J.T. zrobił jeszcze kilka kroków do tyłu, a w końcu oparł się o szafę.

– Po co tu przyszłaś? Ktoś mógł cię zobaczyć.

Aria zrobiła parę kroków, zatrzymała się dopiero tuż przed nim.

– Przyszłam spędzić z tobą noc – szepnęła.

Chciał wyrazić sprzeciw, ale zsunęła z ramion szlafroczek. Rzeczywiście nie miała nic pod spodem, więc widok jej nagiego ciała wybił mu z głowy wszelkie sprzeciwy. Sam miał na sobie tylko spodnie od piżamy. Objął Arię i poczuł na torsie ciepło jej piersi.

Zaczął całować ją w szyję, w policzki, w usta, coraz bardziej chciwie.

– Nie powinnaś tu przychodzić – powiedział, znacząc ustami gorący szlak na jej szyi i ramionach. – Musisz dbać o reputację. Następczyni tronu nie może…

Przytknęła usta do jego ust.

– Dziś wieczorem jestem twoją żoną, nie jej wysokością.

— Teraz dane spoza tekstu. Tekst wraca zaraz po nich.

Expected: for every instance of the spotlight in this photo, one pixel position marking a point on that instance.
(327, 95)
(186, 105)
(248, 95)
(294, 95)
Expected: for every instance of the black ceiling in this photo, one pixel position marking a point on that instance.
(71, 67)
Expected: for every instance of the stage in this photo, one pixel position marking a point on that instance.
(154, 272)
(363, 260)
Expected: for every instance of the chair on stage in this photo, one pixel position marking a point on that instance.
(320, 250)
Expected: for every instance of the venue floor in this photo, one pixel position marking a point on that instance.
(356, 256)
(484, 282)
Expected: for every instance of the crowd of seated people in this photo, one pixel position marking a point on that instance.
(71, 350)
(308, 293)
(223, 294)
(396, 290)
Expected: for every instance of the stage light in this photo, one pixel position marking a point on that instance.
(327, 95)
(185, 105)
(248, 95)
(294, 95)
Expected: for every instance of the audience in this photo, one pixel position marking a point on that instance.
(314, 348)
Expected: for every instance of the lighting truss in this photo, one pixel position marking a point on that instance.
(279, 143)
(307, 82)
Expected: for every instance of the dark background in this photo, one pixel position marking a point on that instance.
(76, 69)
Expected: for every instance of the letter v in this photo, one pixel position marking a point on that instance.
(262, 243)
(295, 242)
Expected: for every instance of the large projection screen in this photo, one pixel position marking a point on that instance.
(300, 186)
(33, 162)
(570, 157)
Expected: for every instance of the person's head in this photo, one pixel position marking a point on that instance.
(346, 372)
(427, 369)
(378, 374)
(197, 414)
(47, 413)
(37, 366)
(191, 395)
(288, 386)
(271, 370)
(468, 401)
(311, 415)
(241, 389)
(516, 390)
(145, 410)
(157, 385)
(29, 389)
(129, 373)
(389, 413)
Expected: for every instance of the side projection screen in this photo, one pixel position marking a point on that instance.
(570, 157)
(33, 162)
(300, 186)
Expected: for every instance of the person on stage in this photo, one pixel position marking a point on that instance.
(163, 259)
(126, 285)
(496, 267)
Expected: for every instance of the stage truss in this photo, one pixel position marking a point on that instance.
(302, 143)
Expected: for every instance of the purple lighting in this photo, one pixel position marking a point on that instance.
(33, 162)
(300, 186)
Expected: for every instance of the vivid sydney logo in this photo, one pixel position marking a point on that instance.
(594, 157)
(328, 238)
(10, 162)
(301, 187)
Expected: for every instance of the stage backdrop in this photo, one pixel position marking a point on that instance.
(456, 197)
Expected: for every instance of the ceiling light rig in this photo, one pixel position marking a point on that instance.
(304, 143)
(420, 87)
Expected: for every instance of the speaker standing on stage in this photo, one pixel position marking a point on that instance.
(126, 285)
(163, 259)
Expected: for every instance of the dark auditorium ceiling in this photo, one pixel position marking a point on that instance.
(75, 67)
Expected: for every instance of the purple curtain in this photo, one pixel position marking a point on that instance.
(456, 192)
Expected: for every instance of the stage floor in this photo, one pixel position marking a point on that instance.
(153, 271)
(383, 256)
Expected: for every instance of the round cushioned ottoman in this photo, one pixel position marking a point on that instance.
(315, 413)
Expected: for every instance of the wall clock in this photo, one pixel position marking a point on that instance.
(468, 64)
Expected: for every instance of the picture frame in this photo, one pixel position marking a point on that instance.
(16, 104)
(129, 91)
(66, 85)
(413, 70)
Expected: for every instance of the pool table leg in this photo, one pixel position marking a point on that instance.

Odsunął się nieco i popatrzył na nią.

– To mi się podoba – szepnął. – Bardzo mi się podoba.

Zaniósł ją do wielkiego loża, położył w pościeli i przez długą chwilę chłonął wzrokiem. Dopiero potem wyciągnął rękę. Aria pomyślała, że Jarl patrzy na nią tak, jakby chciał na zawsze zachować jej wspomnienie.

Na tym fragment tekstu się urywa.